December 22, 2025

Real-Time Crypto Insights, News And Articles

Altcoins Drop Deeper While Bitcoin’s Critical $91K Support Comes Back Into View

Bitcoin held steady near $92,000 on Friday, unable to extend Thursday’s recovery after another unsuccessful attempt to clear the $93,000 threshold overnight. The market’s recent tone remains largely unchanged — choppy, directionless, and confined to a narrow band that has repeatedly capped momentum on both sides.

Trading over the past two weeks has formed a familiar pattern: sellers consistently reject rallies in the mid-$93,000s, while buyers remain active around $91,000, creating a stalemate that has prevented any decisive trend from taking shape. On the one-month timeframe, bitcoin continues to track a descending pattern that started after early November’s highs, with the most recent bounce producing yet another lower high. Prices briefly tapped $93,500 before rolling over again, keeping the corrective structure intact.

Market depth and liquidity remain thin, and intraday rebounds are failing to gain traction — signaling that broader participation is still lacking. A breakdown below $91,000 would expose the next major support area at $90,000–$90,500. For bulls, a close back above $93,200 is required to invalidate the short-term downtrend.

Major altcoins were mixed as the weekend approached. Ether traded near $3,150, slipping modestly overnight. Solana fell around 4%, XRP dropped nearly 5%, and Cardano declined about 2%. Overall crypto market capitalization rose roughly 1% in the past 24 hours to sit near $3.2 trillion, extending a slow, two-week recovery following a multi-week slump. Over the past seven days, ETH outperformed with gains exceeding 5%, while zcash posted a strong single-session rally.

ETF flows reflected a sharp divide: spot bitcoin ETFs recorded $14.9 million in net outflows, whereas ether ETFs attracted $140.2 million in inflows, pointing to a rotation of capital from BTC into ETH. Liquidation data underscored that divergence — BTC registered roughly $45 million in long liquidations and $50.7 million in shorts, while ETH saw more than $103 million in short liquidations as traders betting against it were caught offside during a volatility spike.

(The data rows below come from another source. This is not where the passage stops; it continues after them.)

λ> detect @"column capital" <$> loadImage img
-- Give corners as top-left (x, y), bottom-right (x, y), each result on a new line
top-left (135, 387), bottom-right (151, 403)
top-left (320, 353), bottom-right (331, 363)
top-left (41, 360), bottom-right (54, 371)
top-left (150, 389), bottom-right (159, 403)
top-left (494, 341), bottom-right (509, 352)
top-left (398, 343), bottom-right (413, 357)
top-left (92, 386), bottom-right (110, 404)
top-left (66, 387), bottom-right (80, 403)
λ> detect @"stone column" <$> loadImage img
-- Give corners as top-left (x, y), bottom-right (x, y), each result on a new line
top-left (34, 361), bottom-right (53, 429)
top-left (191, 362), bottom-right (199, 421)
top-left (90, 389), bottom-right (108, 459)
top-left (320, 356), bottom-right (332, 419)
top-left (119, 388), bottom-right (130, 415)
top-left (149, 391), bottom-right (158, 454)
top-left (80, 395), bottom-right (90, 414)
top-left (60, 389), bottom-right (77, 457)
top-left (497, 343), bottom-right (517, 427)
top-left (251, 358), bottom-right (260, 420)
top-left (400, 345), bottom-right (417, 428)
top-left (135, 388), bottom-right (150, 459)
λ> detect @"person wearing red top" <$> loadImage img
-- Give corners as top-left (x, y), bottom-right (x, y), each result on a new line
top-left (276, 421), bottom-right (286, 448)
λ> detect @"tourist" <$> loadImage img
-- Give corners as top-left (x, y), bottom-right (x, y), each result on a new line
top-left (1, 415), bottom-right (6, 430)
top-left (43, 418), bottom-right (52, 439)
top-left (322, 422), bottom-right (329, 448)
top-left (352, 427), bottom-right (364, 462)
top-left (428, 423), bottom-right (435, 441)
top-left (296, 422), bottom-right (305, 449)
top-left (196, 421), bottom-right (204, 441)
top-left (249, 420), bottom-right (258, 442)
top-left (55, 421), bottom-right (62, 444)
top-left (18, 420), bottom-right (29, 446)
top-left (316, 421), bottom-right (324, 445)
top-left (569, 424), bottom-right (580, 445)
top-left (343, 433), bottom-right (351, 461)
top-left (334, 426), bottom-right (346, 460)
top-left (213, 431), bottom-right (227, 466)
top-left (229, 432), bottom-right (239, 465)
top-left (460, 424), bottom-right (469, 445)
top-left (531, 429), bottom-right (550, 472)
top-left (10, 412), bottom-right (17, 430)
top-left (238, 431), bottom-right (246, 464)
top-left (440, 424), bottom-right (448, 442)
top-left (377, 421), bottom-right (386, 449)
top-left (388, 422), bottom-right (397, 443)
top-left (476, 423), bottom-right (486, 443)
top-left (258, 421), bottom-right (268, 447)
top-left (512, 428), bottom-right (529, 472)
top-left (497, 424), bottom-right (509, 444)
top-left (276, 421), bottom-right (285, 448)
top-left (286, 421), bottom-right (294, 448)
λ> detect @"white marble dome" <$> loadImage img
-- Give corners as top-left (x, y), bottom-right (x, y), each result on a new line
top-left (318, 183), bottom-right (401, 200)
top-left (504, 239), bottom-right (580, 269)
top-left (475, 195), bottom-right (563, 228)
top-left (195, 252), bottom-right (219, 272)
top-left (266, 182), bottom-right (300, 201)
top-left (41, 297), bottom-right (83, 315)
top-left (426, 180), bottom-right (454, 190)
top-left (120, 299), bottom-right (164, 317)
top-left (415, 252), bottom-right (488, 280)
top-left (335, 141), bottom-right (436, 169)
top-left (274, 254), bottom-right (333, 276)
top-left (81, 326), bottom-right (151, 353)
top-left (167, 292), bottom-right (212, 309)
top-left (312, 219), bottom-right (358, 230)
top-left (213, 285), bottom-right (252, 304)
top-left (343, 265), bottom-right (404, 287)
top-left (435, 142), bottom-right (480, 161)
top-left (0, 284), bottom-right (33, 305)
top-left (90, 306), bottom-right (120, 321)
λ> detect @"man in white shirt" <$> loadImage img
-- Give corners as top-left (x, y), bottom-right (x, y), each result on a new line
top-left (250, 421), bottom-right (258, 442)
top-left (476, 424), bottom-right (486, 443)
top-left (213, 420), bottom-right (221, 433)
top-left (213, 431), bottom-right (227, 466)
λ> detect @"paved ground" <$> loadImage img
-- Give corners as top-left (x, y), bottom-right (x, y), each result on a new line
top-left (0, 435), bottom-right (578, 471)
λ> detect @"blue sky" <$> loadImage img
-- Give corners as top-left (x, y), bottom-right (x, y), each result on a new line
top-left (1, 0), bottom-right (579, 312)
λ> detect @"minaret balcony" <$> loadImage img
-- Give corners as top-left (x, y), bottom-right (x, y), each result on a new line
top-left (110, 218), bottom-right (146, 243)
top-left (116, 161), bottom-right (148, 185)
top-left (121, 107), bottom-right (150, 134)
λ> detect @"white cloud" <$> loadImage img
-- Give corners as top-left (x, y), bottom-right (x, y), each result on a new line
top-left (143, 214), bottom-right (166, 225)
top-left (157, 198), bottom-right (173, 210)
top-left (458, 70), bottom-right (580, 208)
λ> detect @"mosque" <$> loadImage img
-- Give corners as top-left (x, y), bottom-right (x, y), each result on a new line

Macro dynamics added further uncertainty. U.S. ADP payrolls fell by 32,000 in November, well below expectations and signaling a sharper cooling in the labor market. Wage growth also slowed, and futures markets now see almost a 90% chance of a December rate cut. The dollar index swung sharply as investors adjusted their policy expectations, and volatility rose across broader risk assets.

FxPro analyst Alex Kuptsikevich noted that bitcoin’s brief push toward $94,000 met “not yet too aggressive” selling pressure, suggesting heavier resistance may not emerge until the $98,000–$100,000 region. How BTC reacts if it retests those levels, he added, will help determine whether the market is building a more lasting recovery or simply extending a corrective rally.

Analysts at Bitunix said the market has entered a phase defined by “macroeconomic turning-point expectations and internal crypto capital rotation,” citing ETF flows and liquidations as evidence. They expect continued volatility and range-bound trading until bitcoin can either establish support above $93,000 or break below $90,500.

Institutional moves added a bit of support to sentiment. Vanguard opened crypto ETF trading access for clients earlier this week, Bank of America signaled institutional portfolios may allocate 1%–4% to digital assets, and the CME introduced a VIX-style implied volatility index for bitcoin futures, with similar indices for ether, solana, and XRP on the way.